In Ikuhara’s recent projects, he increasingly takes a cynical note toward aspects of his series’ appeal and marketing. Yurikuma arashi, for instance, focuses on how much of yuri anime—a genre of lesbian fiction arguably designed for heterosexual audiences—oppresses lesbians by either oversexualizing them, or by denying their desires altogether. With scenes of an all-male “judgment council” that forces female bears—the show’s symbolism for “oversexualized” lesbians—to perform sexuality for their viewing pleasure, the series is a sharp criticism of the heterosexual male fan interest in yuri and how appealing to them commodifies and objectifies lesbians for the male subject. In his creator commentary about Utena, Ikuhara even acknowledges humorously that he is aware of the contradiction of him as a male director being the one to tell these stories about lesbian characters. He says that a UFO ordered him at age fourteen to make anime about “girls revolutionizing various things,” and says that when he asked the UFO what would happen if he ever told anyone about this encounter: “People will call you a sketchy guy.” [12]

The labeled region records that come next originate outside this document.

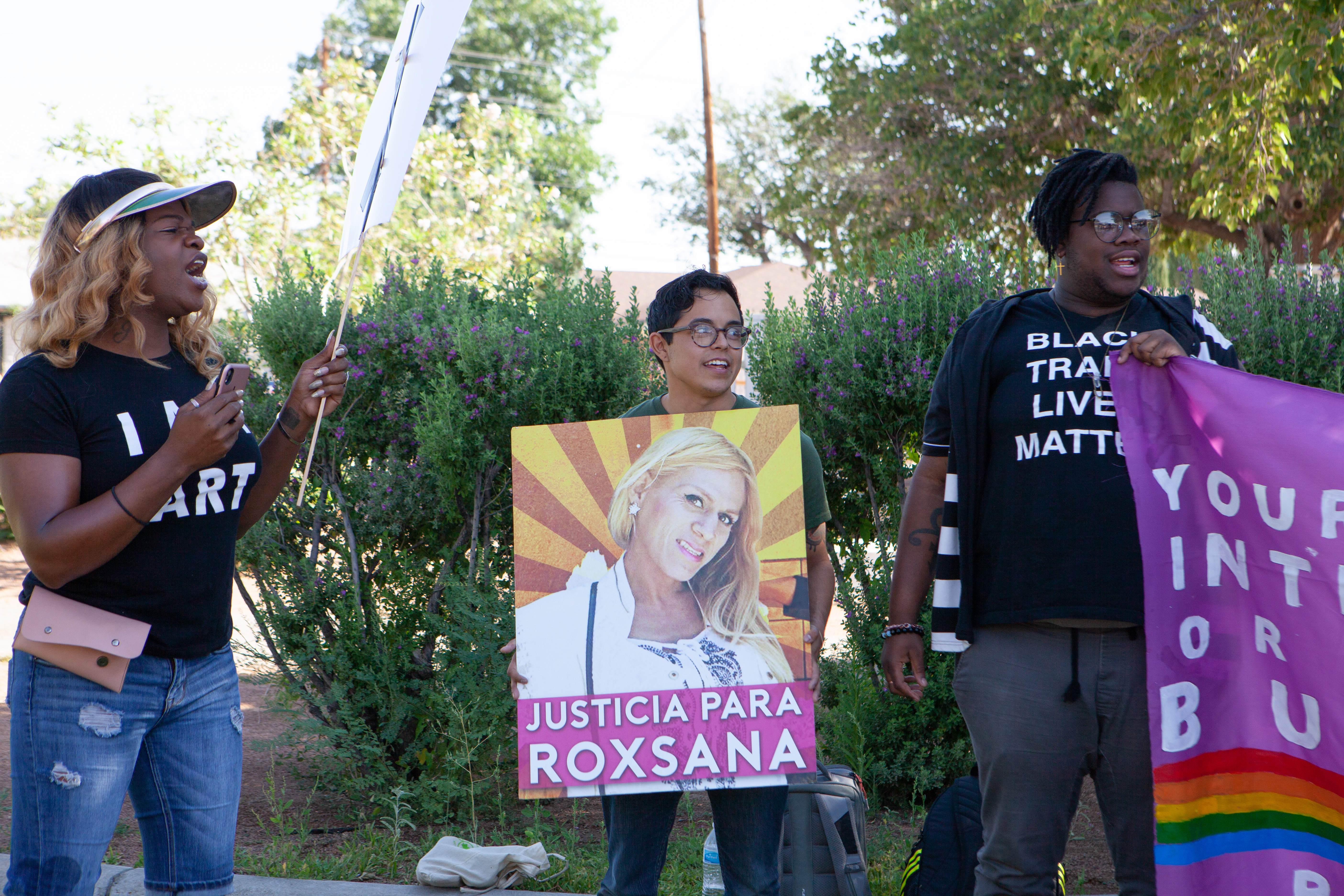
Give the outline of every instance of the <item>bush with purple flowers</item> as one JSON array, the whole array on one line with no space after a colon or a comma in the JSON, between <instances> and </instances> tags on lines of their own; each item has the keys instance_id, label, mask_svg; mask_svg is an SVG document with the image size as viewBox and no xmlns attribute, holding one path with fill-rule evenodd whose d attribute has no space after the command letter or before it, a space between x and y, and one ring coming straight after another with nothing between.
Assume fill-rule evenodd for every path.
<instances>
[{"instance_id":1,"label":"bush with purple flowers","mask_svg":"<svg viewBox=\"0 0 1344 896\"><path fill-rule=\"evenodd\" d=\"M985 253L921 236L868 262L866 275L817 277L801 306L771 302L750 371L762 403L798 406L825 467L835 517L827 535L849 649L824 661L823 750L859 770L884 802L903 803L970 763L946 656L929 654L930 686L919 704L891 700L872 684L905 480L957 324L1004 296L1013 278ZM937 537L935 527L915 537Z\"/></svg>"},{"instance_id":2,"label":"bush with purple flowers","mask_svg":"<svg viewBox=\"0 0 1344 896\"><path fill-rule=\"evenodd\" d=\"M258 430L278 410L274 384L336 326L324 283L286 267L228 345L263 371L249 396ZM509 430L645 399L641 336L605 278L558 270L492 283L437 261L388 263L359 298L343 340L349 388L304 504L293 477L238 545L269 660L306 708L309 759L333 787L403 786L434 823L507 794L495 780L515 762L499 653L513 631Z\"/></svg>"},{"instance_id":3,"label":"bush with purple flowers","mask_svg":"<svg viewBox=\"0 0 1344 896\"><path fill-rule=\"evenodd\" d=\"M1177 269L1185 292L1236 345L1251 373L1344 392L1344 254L1293 263L1292 240L1267 258L1258 243L1235 254L1215 244L1195 267Z\"/></svg>"}]
</instances>

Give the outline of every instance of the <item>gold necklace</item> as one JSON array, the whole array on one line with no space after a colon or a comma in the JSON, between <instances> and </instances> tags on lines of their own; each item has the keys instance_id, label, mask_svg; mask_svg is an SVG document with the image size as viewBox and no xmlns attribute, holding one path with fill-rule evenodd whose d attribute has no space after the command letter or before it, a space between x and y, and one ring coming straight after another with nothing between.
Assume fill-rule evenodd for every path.
<instances>
[{"instance_id":1,"label":"gold necklace","mask_svg":"<svg viewBox=\"0 0 1344 896\"><path fill-rule=\"evenodd\" d=\"M1054 290L1054 287L1051 287L1051 290L1050 290L1050 301L1052 301L1055 304L1055 310L1059 312L1059 320L1064 321L1064 329L1068 330L1068 339L1071 339L1074 341L1074 351L1078 352L1078 367L1082 367L1082 364L1083 364L1083 349L1078 344L1078 337L1074 336L1074 328L1068 325L1068 318L1064 317L1064 309L1063 309L1063 306L1059 304L1059 300L1055 298L1055 290ZM1129 301L1125 302L1125 308L1122 308L1120 310L1120 320L1116 321L1116 332L1120 332L1120 333L1125 332L1125 330L1120 329L1120 325L1125 322L1125 314L1129 313L1129 305L1133 301L1134 301L1134 297L1130 296ZM1102 392L1101 380L1102 380L1102 375L1099 372L1098 373L1093 373L1093 395L1095 396L1097 402L1102 400L1102 396L1101 396L1101 392ZM1094 404L1094 407L1095 407L1095 404Z\"/></svg>"}]
</instances>

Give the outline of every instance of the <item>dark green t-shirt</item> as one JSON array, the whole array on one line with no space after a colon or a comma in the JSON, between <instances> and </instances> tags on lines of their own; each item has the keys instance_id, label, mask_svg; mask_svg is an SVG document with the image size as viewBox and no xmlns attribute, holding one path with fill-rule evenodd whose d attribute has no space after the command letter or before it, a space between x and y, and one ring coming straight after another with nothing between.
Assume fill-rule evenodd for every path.
<instances>
[{"instance_id":1,"label":"dark green t-shirt","mask_svg":"<svg viewBox=\"0 0 1344 896\"><path fill-rule=\"evenodd\" d=\"M741 411L747 407L761 407L755 402L741 395L732 396L732 410ZM621 416L661 416L667 414L661 398L650 398L648 402L636 404ZM806 433L802 438L802 517L806 528L814 529L831 519L831 505L827 502L827 485L821 478L821 455L817 446Z\"/></svg>"}]
</instances>

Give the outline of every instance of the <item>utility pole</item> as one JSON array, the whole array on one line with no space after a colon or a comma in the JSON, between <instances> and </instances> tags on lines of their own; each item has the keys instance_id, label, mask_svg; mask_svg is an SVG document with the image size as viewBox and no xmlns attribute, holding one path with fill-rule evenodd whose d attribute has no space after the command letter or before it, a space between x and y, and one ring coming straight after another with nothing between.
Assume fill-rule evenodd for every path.
<instances>
[{"instance_id":1,"label":"utility pole","mask_svg":"<svg viewBox=\"0 0 1344 896\"><path fill-rule=\"evenodd\" d=\"M714 103L710 98L710 43L704 31L704 0L700 4L700 73L704 78L704 189L710 223L710 273L719 273L719 169L714 164Z\"/></svg>"}]
</instances>

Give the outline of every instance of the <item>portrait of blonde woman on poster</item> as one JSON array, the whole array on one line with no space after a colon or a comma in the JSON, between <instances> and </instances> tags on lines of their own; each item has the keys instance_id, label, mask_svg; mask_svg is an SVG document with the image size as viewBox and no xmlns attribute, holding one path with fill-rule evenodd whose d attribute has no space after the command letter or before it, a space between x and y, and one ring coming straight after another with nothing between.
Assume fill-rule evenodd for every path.
<instances>
[{"instance_id":1,"label":"portrait of blonde woman on poster","mask_svg":"<svg viewBox=\"0 0 1344 896\"><path fill-rule=\"evenodd\" d=\"M616 485L624 549L598 582L517 611L520 697L793 681L759 603L751 458L702 426L653 442Z\"/></svg>"}]
</instances>

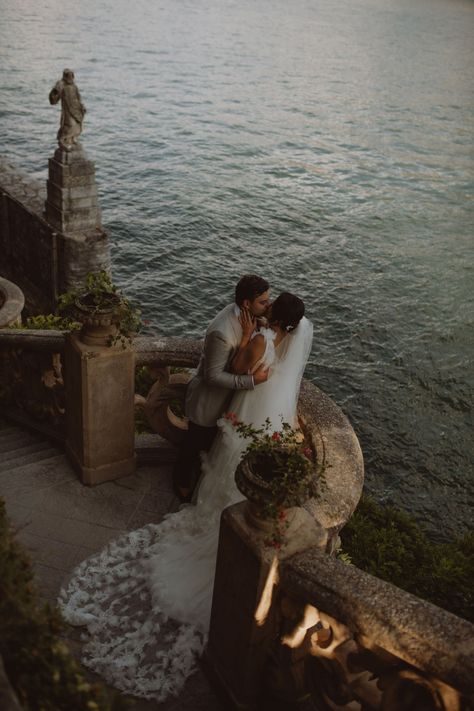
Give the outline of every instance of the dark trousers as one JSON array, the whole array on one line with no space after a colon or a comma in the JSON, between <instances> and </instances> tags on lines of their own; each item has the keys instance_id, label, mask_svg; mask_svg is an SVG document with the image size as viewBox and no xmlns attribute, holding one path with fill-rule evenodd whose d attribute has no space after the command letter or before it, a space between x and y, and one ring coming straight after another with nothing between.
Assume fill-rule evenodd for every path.
<instances>
[{"instance_id":1,"label":"dark trousers","mask_svg":"<svg viewBox=\"0 0 474 711\"><path fill-rule=\"evenodd\" d=\"M179 445L173 467L173 484L181 489L194 489L201 473L200 452L208 452L216 436L217 426L203 427L189 421L186 436Z\"/></svg>"}]
</instances>

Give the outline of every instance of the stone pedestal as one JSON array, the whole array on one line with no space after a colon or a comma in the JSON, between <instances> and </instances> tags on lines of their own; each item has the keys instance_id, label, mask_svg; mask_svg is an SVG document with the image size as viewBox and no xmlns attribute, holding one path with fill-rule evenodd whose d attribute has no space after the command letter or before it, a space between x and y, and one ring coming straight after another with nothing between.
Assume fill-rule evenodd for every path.
<instances>
[{"instance_id":1,"label":"stone pedestal","mask_svg":"<svg viewBox=\"0 0 474 711\"><path fill-rule=\"evenodd\" d=\"M80 144L58 148L49 160L44 217L60 233L60 291L82 285L89 272L109 269L109 245L102 229L95 165Z\"/></svg>"},{"instance_id":2,"label":"stone pedestal","mask_svg":"<svg viewBox=\"0 0 474 711\"><path fill-rule=\"evenodd\" d=\"M65 353L66 451L83 484L135 471L135 354L68 336Z\"/></svg>"},{"instance_id":3,"label":"stone pedestal","mask_svg":"<svg viewBox=\"0 0 474 711\"><path fill-rule=\"evenodd\" d=\"M280 561L311 547L324 550L326 532L303 509L291 509L288 543L269 548L267 531L246 516L247 502L222 514L205 664L229 708L254 709L263 666L278 631L275 593Z\"/></svg>"}]
</instances>

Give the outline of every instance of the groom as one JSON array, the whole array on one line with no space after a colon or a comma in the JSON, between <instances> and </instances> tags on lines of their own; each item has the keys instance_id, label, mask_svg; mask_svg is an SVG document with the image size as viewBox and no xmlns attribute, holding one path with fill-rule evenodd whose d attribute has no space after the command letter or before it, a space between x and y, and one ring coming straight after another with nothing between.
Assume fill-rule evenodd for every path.
<instances>
[{"instance_id":1,"label":"groom","mask_svg":"<svg viewBox=\"0 0 474 711\"><path fill-rule=\"evenodd\" d=\"M199 476L199 453L208 451L217 432L216 422L225 412L234 390L251 390L268 378L267 371L234 375L230 362L242 338L240 309L252 316L264 316L270 305L269 285L254 274L243 276L235 288L235 303L229 304L211 321L197 373L186 393L189 429L173 469L173 488L180 501L191 500Z\"/></svg>"}]
</instances>

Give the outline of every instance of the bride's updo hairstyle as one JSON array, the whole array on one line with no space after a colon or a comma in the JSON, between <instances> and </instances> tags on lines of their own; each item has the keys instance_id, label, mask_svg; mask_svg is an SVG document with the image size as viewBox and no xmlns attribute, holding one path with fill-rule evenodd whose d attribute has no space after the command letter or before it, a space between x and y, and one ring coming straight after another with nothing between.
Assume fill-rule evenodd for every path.
<instances>
[{"instance_id":1,"label":"bride's updo hairstyle","mask_svg":"<svg viewBox=\"0 0 474 711\"><path fill-rule=\"evenodd\" d=\"M294 331L304 316L304 303L289 291L283 291L273 302L270 324L277 324L284 331Z\"/></svg>"}]
</instances>

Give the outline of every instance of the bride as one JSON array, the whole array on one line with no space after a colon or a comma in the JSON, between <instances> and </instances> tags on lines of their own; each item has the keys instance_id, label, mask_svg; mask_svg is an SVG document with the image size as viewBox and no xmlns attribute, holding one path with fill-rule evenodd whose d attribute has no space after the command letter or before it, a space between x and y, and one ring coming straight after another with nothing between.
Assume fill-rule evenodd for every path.
<instances>
[{"instance_id":1,"label":"bride","mask_svg":"<svg viewBox=\"0 0 474 711\"><path fill-rule=\"evenodd\" d=\"M244 310L240 322L233 372L270 368L270 377L254 390L237 391L232 412L255 427L267 418L275 430L282 422L295 426L313 332L303 302L280 294L269 328L258 333ZM228 419L218 426L203 457L196 505L112 542L83 561L60 592L66 621L89 632L83 663L129 694L157 701L177 695L206 642L220 515L243 499L234 473L247 447Z\"/></svg>"}]
</instances>

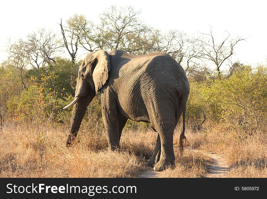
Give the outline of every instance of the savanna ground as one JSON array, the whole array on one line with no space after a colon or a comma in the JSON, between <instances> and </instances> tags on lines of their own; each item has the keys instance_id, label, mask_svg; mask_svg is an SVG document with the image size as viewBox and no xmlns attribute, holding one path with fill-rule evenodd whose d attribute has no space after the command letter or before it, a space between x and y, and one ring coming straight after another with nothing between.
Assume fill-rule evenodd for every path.
<instances>
[{"instance_id":1,"label":"savanna ground","mask_svg":"<svg viewBox=\"0 0 267 199\"><path fill-rule=\"evenodd\" d=\"M190 88L186 147L197 150L179 154L180 121L175 167L158 177L207 177L214 161L209 154L228 163L225 177L267 177L267 66L230 61L242 38L216 38L211 28L208 34L163 33L142 22L140 13L112 6L99 24L74 14L56 32L40 29L8 41L8 57L0 63L0 177L135 177L147 171L157 134L147 124L129 121L121 151L110 151L97 98L88 106L78 143L65 146L72 109L62 108L75 95L82 61L77 55L100 49L160 51L184 67Z\"/></svg>"},{"instance_id":2,"label":"savanna ground","mask_svg":"<svg viewBox=\"0 0 267 199\"><path fill-rule=\"evenodd\" d=\"M110 151L103 132L88 134L82 123L78 142L65 145L68 128L50 127L40 138L30 127L7 126L1 133L0 177L138 177L147 170L157 134L148 128L123 132L122 151ZM174 144L179 144L181 129L175 131ZM267 177L266 144L260 136L240 143L229 133L229 127L207 124L200 131L187 129L187 147L223 154L230 167L227 177ZM43 135L42 135L43 136ZM42 157L40 152L43 152ZM160 177L200 177L206 175L212 160L204 154L185 150L180 155L174 147L176 165L158 172ZM41 165L40 159L42 158Z\"/></svg>"}]
</instances>

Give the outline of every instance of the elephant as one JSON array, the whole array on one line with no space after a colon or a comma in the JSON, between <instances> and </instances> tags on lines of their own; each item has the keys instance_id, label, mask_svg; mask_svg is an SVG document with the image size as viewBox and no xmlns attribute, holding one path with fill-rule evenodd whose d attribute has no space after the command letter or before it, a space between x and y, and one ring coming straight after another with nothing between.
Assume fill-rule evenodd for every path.
<instances>
[{"instance_id":1,"label":"elephant","mask_svg":"<svg viewBox=\"0 0 267 199\"><path fill-rule=\"evenodd\" d=\"M110 148L120 148L128 119L149 122L158 134L148 165L157 171L175 165L174 131L182 113L182 149L189 92L188 80L178 63L161 52L137 55L99 50L87 54L79 69L75 98L63 108L74 105L67 146L75 140L87 106L98 91Z\"/></svg>"}]
</instances>

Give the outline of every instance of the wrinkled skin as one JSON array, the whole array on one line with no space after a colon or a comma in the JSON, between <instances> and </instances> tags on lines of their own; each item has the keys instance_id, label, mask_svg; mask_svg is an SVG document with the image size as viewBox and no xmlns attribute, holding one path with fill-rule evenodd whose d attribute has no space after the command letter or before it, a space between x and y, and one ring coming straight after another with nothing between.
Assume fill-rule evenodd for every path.
<instances>
[{"instance_id":1,"label":"wrinkled skin","mask_svg":"<svg viewBox=\"0 0 267 199\"><path fill-rule=\"evenodd\" d=\"M128 119L150 123L157 132L148 164L156 171L174 165L174 130L189 93L188 81L181 66L169 55L156 52L137 56L124 51L102 50L88 54L79 70L72 127L67 142L75 139L86 107L100 92L102 116L109 147L120 148L122 131Z\"/></svg>"}]
</instances>

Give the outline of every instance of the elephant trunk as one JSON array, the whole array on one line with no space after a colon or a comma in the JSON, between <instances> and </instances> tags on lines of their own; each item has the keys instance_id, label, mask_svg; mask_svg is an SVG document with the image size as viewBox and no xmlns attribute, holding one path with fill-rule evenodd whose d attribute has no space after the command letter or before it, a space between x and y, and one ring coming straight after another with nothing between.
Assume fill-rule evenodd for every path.
<instances>
[{"instance_id":1,"label":"elephant trunk","mask_svg":"<svg viewBox=\"0 0 267 199\"><path fill-rule=\"evenodd\" d=\"M79 98L79 100L73 103L74 105L72 116L72 126L66 143L67 146L72 144L73 141L75 140L82 121L86 111L87 106L92 101L93 98L93 97L92 97L89 95L85 97L81 97ZM77 98L76 98L75 99ZM73 102L75 100L75 99ZM71 103L70 104L73 102Z\"/></svg>"}]
</instances>

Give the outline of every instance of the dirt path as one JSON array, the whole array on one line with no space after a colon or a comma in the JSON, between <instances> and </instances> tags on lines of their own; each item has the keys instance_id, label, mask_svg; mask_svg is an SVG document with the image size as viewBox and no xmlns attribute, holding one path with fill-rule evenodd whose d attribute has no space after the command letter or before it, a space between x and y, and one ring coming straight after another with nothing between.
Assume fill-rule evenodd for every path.
<instances>
[{"instance_id":1,"label":"dirt path","mask_svg":"<svg viewBox=\"0 0 267 199\"><path fill-rule=\"evenodd\" d=\"M197 149L186 149L205 154L212 159L211 165L208 167L209 171L204 177L226 177L230 167L223 158L223 154L218 155L215 153L204 152Z\"/></svg>"},{"instance_id":2,"label":"dirt path","mask_svg":"<svg viewBox=\"0 0 267 199\"><path fill-rule=\"evenodd\" d=\"M155 171L153 167L146 165L145 170L143 173L137 175L137 177L158 177L159 173L160 171Z\"/></svg>"},{"instance_id":3,"label":"dirt path","mask_svg":"<svg viewBox=\"0 0 267 199\"><path fill-rule=\"evenodd\" d=\"M223 155L218 155L214 153L204 152L197 149L186 148L194 152L200 153L210 157L213 160L211 165L208 167L209 171L204 177L226 177L230 167L223 158ZM158 171L153 170L153 167L145 166L145 171L138 175L137 177L158 177ZM164 172L164 171L163 171Z\"/></svg>"}]
</instances>

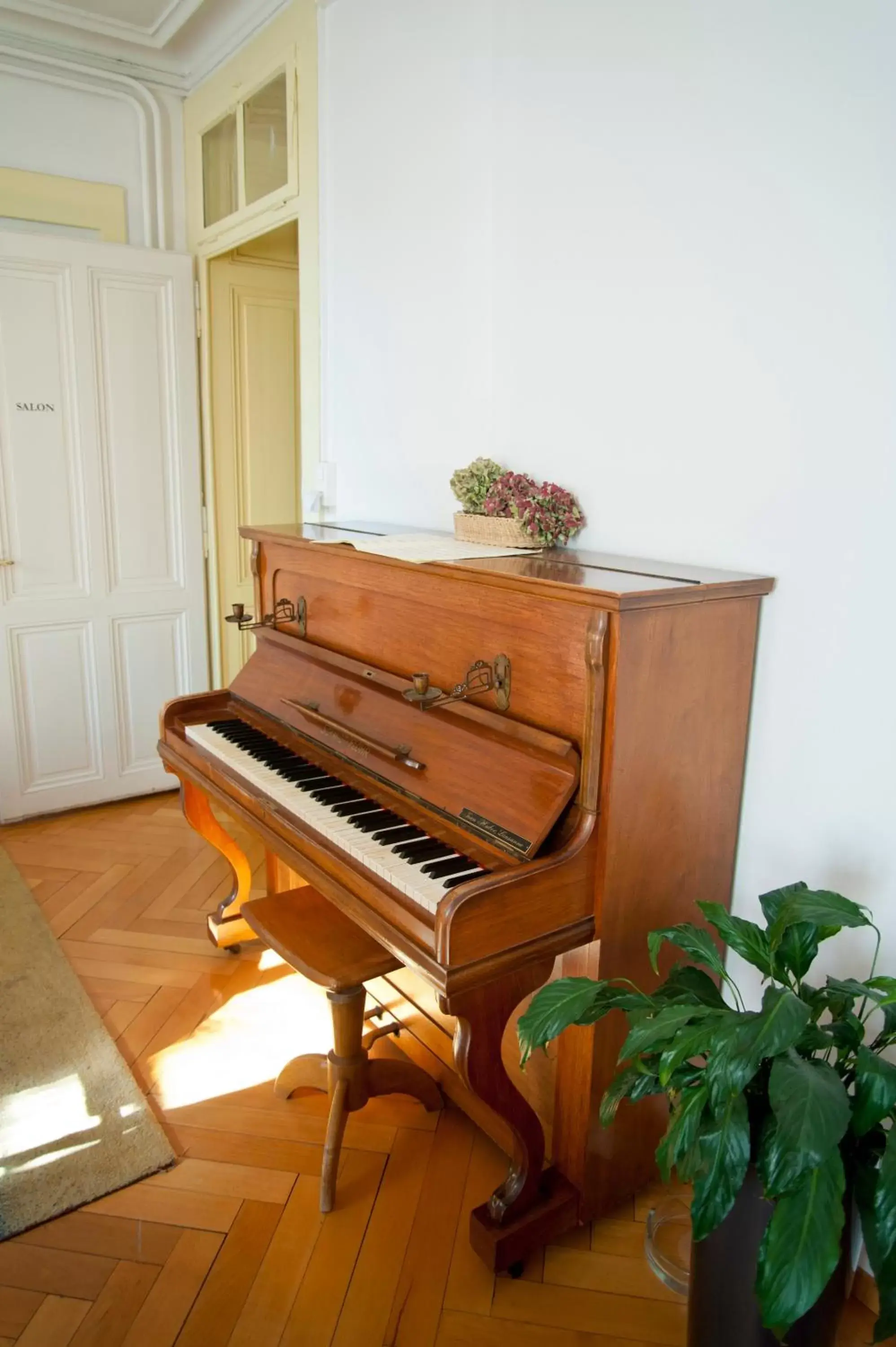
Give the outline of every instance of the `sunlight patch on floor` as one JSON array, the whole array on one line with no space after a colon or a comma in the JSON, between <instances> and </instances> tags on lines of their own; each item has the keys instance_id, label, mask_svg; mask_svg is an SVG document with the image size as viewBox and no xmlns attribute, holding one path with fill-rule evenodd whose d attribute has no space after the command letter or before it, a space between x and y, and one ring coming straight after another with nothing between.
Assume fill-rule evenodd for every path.
<instances>
[{"instance_id":1,"label":"sunlight patch on floor","mask_svg":"<svg viewBox=\"0 0 896 1347\"><path fill-rule=\"evenodd\" d=\"M9 1160L38 1146L51 1146L62 1137L93 1131L102 1119L88 1113L78 1075L62 1076L46 1086L0 1096L0 1160ZM57 1152L58 1154L58 1152ZM8 1172L0 1168L0 1175Z\"/></svg>"},{"instance_id":2,"label":"sunlight patch on floor","mask_svg":"<svg viewBox=\"0 0 896 1347\"><path fill-rule=\"evenodd\" d=\"M181 1109L272 1080L291 1057L331 1047L326 993L291 974L230 997L150 1070L162 1107Z\"/></svg>"}]
</instances>

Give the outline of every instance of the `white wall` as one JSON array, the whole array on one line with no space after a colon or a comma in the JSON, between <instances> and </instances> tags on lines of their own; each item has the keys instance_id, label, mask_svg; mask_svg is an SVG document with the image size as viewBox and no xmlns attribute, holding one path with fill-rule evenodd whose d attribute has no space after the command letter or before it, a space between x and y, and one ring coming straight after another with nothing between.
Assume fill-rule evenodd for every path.
<instances>
[{"instance_id":1,"label":"white wall","mask_svg":"<svg viewBox=\"0 0 896 1347\"><path fill-rule=\"evenodd\" d=\"M839 889L896 973L892 0L322 20L338 513L450 527L488 453L577 490L583 546L779 577L736 907Z\"/></svg>"},{"instance_id":2,"label":"white wall","mask_svg":"<svg viewBox=\"0 0 896 1347\"><path fill-rule=\"evenodd\" d=\"M186 248L182 141L178 94L0 46L0 166L124 187L128 242Z\"/></svg>"}]
</instances>

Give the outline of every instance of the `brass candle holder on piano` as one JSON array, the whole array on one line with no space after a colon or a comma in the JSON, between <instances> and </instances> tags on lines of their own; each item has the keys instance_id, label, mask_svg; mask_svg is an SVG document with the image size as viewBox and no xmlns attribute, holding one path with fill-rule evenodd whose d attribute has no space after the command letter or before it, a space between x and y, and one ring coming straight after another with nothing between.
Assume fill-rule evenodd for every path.
<instances>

As an anime about male gay desire, Sarazanmai was heavily marketed toward female fans of BL (boys love) anime, yuri’s approximate male equivalent. Yet, rather than merely raging at that specific audience, Sarazanmai seems to take its commentary a step further, in an almost Brechtian direction. As the viewers lose themselves in the campy fun of the “Kawausoiya!” number and Reo and Mabu’s over-the-top, sexualized performance (Reo draws out Mabu’s glowing heart from his shirtless chest, calling back to the sword-pulling-from-hearts in Utena’s duels), the machinery of the Otter Empire lingers ominously behind them. The question is whether lighthearted musical numbers can ever be separated from their reality as part of a capitalist commodity (the anime product being sold). Perhaps they can even distract from the “real problems” being explored: the cruel machinery behind the enticing bodies. Indeed, it certainly could be argued that in an attempt to court the audience of presumably (but not always) heterosexual female fans who like watching boys kiss, Sarazanmai’s marketing betrays the series’ themes about the commodification of desire. We too easily lose ourselves in the sexy dancing policemen, and miss the larger point about—as we are to learn in later episodes—the pain they suffered to become those cheerleaders for the Otter Empire. As Reo and Mabu’s backstory is revealed further, including how they literally had to sacrifice their love to stay together in the employ of the otters, the “Kawausoiya!” numbers retreat, solidifying their status as decorative escapism—but escapism with an anti-escapist goal.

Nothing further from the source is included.